🤖 AI Summary
This paper addresses planning and learning in Markov decision processes (MDPs). Methodologically, it proposes an enhanced value iteration algorithm that jointly integrates rank-one transition matrix approximation and stationary distribution estimation: during policy evaluation, the power method is coupled to approximate the stationary distribution, and a policy-iteration-style update mechanism is introduced—marking the first incorporation of rank-one matrix approximation and stationary distribution modeling into the value iteration framework. Theoretically, the algorithm retains the same asymptotic convergence rate and computational complexity as standard value iteration and Q-learning—namely, O(|S||A|/ε)—in both planning and learning settings. Empirically, it significantly outperforms various first-order and accelerated methods, achieving a superior trade-off between convergence speed and solution accuracy.
📝 Abstract
In this paper, we provide a novel algorithm for solving planning and learning problems of Markov decision processes. The proposed algorithm follows a policy iteration-type update by using a rank-one approximation of the transition probability matrix in the policy evaluation step.

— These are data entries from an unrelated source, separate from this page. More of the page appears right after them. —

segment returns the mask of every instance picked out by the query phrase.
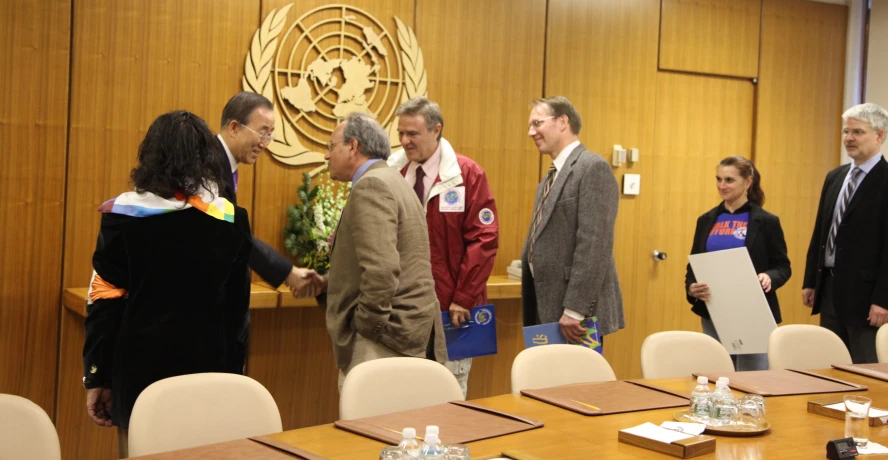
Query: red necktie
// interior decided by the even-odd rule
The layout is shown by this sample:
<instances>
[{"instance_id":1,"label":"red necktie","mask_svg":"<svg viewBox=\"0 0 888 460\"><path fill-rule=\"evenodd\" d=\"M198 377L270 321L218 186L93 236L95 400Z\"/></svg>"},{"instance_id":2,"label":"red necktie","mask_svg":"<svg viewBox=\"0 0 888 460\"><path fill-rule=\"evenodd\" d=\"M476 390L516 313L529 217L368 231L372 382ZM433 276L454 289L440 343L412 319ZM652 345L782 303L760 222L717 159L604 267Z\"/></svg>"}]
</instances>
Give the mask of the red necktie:
<instances>
[{"instance_id":1,"label":"red necktie","mask_svg":"<svg viewBox=\"0 0 888 460\"><path fill-rule=\"evenodd\" d=\"M425 171L422 169L422 165L419 165L416 168L416 183L413 184L413 191L416 192L416 197L419 198L419 202L423 203L425 201Z\"/></svg>"}]
</instances>

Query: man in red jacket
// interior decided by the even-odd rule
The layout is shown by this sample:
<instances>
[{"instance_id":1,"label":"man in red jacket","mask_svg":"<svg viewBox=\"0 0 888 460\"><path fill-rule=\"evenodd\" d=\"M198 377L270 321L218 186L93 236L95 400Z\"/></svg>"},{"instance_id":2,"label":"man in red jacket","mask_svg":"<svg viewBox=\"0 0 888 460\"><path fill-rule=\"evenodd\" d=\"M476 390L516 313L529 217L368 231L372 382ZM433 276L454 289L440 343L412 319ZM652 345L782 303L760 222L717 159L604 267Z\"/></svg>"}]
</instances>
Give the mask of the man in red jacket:
<instances>
[{"instance_id":1,"label":"man in red jacket","mask_svg":"<svg viewBox=\"0 0 888 460\"><path fill-rule=\"evenodd\" d=\"M499 245L496 202L481 166L441 137L444 117L438 104L417 97L396 114L403 149L388 163L401 171L425 206L435 293L441 311L450 312L459 326L469 321L469 310L487 303L487 278ZM465 395L472 358L446 366Z\"/></svg>"}]
</instances>

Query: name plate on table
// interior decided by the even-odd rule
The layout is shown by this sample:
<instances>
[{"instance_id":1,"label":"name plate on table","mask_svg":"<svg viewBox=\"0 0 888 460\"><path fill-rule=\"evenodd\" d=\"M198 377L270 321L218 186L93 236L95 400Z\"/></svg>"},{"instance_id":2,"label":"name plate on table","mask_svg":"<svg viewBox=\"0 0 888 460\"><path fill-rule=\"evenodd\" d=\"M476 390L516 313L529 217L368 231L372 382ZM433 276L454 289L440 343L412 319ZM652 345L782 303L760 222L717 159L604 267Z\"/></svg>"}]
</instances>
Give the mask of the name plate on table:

This rank-one approximation is closely related to the stationary distribution of the corresponding transition probability matrix, which is approximated using the power method. We provide theoretical guarantees for the convergence of the proposed algorithm to optimal (action-)value function with the same rate and computational complexity as the value iteration algorithm in the planning problem and as the Q-learning algorithm in the learning problem. Through our extensive numerical simulations, however, we show that the proposed algorithm consistently outperforms first-order algorithms and their accelerated versions for both planning and learning problems.